Martyn Webster, Healthwatch Dorset manager, said: “For many people, a GP telephone assessment is very helpful and can save them visiting their surgery if they don’t need to.

“But a phone call won’t work for everyone and no-one should be excluded from a face-to-face appointment with their GP if they request it.”

Denis Pereira Gray, former president of the Royal College of GPs, said there was evidence the system was “extremely worrying and upsetting for patients”.

“Doctors cannot see if they’re pale, jaundiced, shaking, altering their walk, if they’ve got a tremor - dressing differently. There are 101 things experienced GPs can see in ordinary consultations,” he said.

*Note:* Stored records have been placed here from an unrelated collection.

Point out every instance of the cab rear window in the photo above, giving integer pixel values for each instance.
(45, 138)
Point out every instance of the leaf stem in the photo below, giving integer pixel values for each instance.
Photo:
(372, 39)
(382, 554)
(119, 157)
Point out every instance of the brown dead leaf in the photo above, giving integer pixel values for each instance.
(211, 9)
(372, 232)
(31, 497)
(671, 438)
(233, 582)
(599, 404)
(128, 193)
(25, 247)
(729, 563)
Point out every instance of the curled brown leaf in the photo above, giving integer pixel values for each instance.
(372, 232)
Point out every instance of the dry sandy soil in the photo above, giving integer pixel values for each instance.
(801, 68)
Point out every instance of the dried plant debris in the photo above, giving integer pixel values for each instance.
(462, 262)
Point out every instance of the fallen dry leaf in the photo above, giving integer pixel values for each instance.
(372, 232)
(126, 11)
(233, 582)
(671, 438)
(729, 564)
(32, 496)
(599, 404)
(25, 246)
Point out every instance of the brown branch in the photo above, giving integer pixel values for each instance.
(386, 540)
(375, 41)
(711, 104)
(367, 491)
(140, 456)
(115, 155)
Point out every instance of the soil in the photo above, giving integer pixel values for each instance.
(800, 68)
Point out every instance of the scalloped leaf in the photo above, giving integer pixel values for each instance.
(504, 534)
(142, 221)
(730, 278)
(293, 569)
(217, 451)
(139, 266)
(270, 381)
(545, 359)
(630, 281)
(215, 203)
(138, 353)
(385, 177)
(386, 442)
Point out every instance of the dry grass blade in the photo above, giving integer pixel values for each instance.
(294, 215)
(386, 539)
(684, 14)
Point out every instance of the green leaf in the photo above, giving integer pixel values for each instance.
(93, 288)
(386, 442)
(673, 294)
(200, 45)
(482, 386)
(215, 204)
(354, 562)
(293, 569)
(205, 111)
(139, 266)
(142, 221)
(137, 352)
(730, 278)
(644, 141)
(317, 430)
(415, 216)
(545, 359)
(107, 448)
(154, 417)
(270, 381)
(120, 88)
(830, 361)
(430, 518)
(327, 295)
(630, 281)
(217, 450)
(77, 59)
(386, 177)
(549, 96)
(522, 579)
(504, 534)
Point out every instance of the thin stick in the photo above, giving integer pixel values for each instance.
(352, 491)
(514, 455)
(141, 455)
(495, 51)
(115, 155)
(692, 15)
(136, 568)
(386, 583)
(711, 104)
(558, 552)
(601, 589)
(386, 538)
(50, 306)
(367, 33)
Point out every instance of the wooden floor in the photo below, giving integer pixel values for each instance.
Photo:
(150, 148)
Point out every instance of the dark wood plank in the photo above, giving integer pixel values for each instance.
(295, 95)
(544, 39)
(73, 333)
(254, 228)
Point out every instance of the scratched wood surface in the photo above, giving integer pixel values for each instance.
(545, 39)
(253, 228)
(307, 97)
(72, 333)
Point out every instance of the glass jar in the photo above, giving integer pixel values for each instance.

Patients are still given an appointment if they want one regardless of the doctor’s advice over the phone.

Otherwise they can act on advice, such as taking a paracetamol or resting, for illness that does not require other treatment.

Dr Andy Rutland, a Dorset GP, added: “One of the challenges that GP surgeries face is managing two groups of patients – those who are able and happy to be treated by any available doctor or nurse, and those who prefer or need to see the same doctor for long-term health concerns. Surgeries can struggle to find the capacity to manage both of these groups.

“The benefit of the triage system is that it helps to determine the patient’s needs.

“This could involve a doctor or nurse calling to discuss their condition and help direct them to the right care – be that a nurse, their GP, or a pharmacist.”

“This saves time both for the patient and the practice, and ensures the patient receives the most appropriate care, when they need it.”